L’Ordre des architectes du Sénégal a organisé, hier, une conférence de presse pour dénoncer le manque de respect des lois qui régissent ce métier de la part de l’État. L’information est donnée par Le Quotidien dans sa parution de ce samedi.
«La préoccupation qui nous vaut d’être ici, concerne les règles qui doivent légitimement prévaloir quand il s’agit de concevoir le cadre de vie de tous les Sénégalais, parmi lesquels nous comptons tous, et de manière générale quand il s’agit de sauvegarder la noblesse, le sacerdoce et la responsabilité qui incombent à toute profession réglementée», a indiqué d’emblée Jean Augustin Carvalho, président de l’Ordre des architectes du Sénégal.

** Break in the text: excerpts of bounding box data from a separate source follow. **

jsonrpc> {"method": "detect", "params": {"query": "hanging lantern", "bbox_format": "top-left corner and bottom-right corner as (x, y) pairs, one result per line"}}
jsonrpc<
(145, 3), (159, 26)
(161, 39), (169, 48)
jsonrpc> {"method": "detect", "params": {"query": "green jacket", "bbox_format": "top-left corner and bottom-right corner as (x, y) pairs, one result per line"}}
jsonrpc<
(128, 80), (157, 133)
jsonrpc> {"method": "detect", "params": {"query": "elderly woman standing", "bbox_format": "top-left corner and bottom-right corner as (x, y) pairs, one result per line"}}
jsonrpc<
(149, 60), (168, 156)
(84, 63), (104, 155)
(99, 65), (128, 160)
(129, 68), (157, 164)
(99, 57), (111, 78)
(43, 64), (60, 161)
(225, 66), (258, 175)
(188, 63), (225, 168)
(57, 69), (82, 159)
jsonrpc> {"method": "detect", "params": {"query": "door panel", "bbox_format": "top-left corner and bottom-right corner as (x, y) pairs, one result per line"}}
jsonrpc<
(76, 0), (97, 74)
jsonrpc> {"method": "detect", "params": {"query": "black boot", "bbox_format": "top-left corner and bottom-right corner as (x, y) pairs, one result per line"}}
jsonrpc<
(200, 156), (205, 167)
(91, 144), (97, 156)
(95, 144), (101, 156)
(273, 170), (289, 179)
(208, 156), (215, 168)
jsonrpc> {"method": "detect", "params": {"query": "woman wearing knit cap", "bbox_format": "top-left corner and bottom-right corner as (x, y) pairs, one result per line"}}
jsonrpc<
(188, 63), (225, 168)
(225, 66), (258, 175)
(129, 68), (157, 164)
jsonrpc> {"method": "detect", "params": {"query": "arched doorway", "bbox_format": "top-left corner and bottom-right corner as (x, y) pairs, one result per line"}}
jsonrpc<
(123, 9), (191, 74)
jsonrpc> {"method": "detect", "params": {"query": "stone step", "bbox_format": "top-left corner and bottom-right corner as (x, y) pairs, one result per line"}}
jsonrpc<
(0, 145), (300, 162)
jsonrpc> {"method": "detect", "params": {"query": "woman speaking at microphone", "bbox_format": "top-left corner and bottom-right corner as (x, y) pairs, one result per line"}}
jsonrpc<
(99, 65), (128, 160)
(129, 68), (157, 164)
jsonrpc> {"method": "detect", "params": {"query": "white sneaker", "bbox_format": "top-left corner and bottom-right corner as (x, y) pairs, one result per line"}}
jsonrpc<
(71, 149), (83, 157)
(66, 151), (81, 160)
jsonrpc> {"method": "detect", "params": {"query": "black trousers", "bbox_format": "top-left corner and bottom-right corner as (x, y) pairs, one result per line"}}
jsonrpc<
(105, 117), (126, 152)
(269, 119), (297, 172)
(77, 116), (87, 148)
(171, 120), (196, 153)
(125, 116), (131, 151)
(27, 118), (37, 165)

Mais d’après lui, depuis quelques années, ils ont constaté que «le métier d’architecte souffre et est sérieusement bousculé au Sénégal». À l’en croire, de multiples violations s’abattent sur la pratique de leur profession et sa réglementation.
Selon lui, «la qualité et la transparence qui en étaient recherchées au prix de la saine compétition, en prenant le soin d’organiser les concours d’architecture, gages de qualité et d’émulation de la créativité, sont malheureusement abandonnées par l’État régalien à la faveur des méthodes gré à gré pour une commande publique assidue».
Et ce qui a fait sortir les architectes de leur silence, a ajouté Jean Augustin Carvalho, c’est le projet de construction de la Tour de la Rts dont l’image de la pose de la première pierre a fait le tour du monde.
Pour le président de l’Ordre des architectes, «on ne peut s’empêcher de penser l’image d’un Sénégal si enclin à décliner ses concepts d’équité, d’égalité des chances, de contenu local et d’expertise nationale». Malheureusement, «ces proclamations», dit-il, «jurent avec ce que tout le monde a fini de constater, de vivre et de subir», à savoir la Tour de la Rts.
Aussi, on peut citer «les projets d’hôpitaux annoncés en grande pompe où l’expertise sénégalaise est une fois encore ignorée ou simplement spoliée, car ayant travaillé sur certains de ces projets des années durant, puis tout bonnement écartée un beau matin».
Et cela, dit-il, «au mépris des lois qui régissent ce pays». Ce qui amène l’architecte Ousmane Sarr à dire que le président de la République fait perdre à leur profession 200 milliards de francs par an. Un préjudice énorme sur les plans culturel et économique pour la Nation, fait-il remarquer.
Avant de déplorer le non-respect des règles du pays, des règles d’urbanisme, après les nombreux projets réalisés (26 pôles, sphères industrielles, barrages, hôpitaux, entre autres) par le Président Macky Sall depuis son accession à la tête du pays.
Mais, si les architectes ont tenu à dénoncer ces pratiques, «ce n’est pas pour chercher une faveur, mais pour exiger l’application des lois qui régissent leur profession et qui stipulent que nul ne peut porter le titre ni exercer la profession d’architecte s’il ne remplit entre autres conditions en son point 9 : être inscrit à l’Ordre des architectes et à jour de ses obligations», ont-ils fait savoir.
De l’avis du président de l’Ordre, l’État devrait promouvoir la compétitivité pour tous les projets de construction dont le financement dépasse le montant de 500 millions. En outre, ils ont dénoncé aussi le mépris dont ils font l’objet de la part de l’État. «En dix ans, jamais le président de la République n’a reçu en audience l’Ordre des architectes qui, pourtant, est en principe l’un de ses principaux conseillers en matière de construction», a révélé M. Carvalho.
Le président de l’Ordre trouve cela «inexplicable et incompréhensible», surtout dans un pays en construction. Les architectes n’ont pas omis de dénoncer cette concurrence déloyale dont ils font aussi l’objet dans l’exercice de leur profession infestée, disent-ils, par «des faussaires qui officient et portent illégalement le titre d’architectes sans être poursuivis, jugés ou condamnés à la hauteur du délit et des dangers qui en découlent».
Selon les révélations de M. Carvalho, seules 7% des constructions au Sénégal sont faites par les architectes régulièrement inscrits et en droit d’exercer. Et «pas moins de 90% des retombées économiques dont auraient dû bénéficier les services de l’État dans notre secteur, se perdent entre les non-architectes fonctionnant dans l’informel et cette vague d’étrangers architectes ou pas qui exercent en toute illégalité », dénonce-t-il en outre.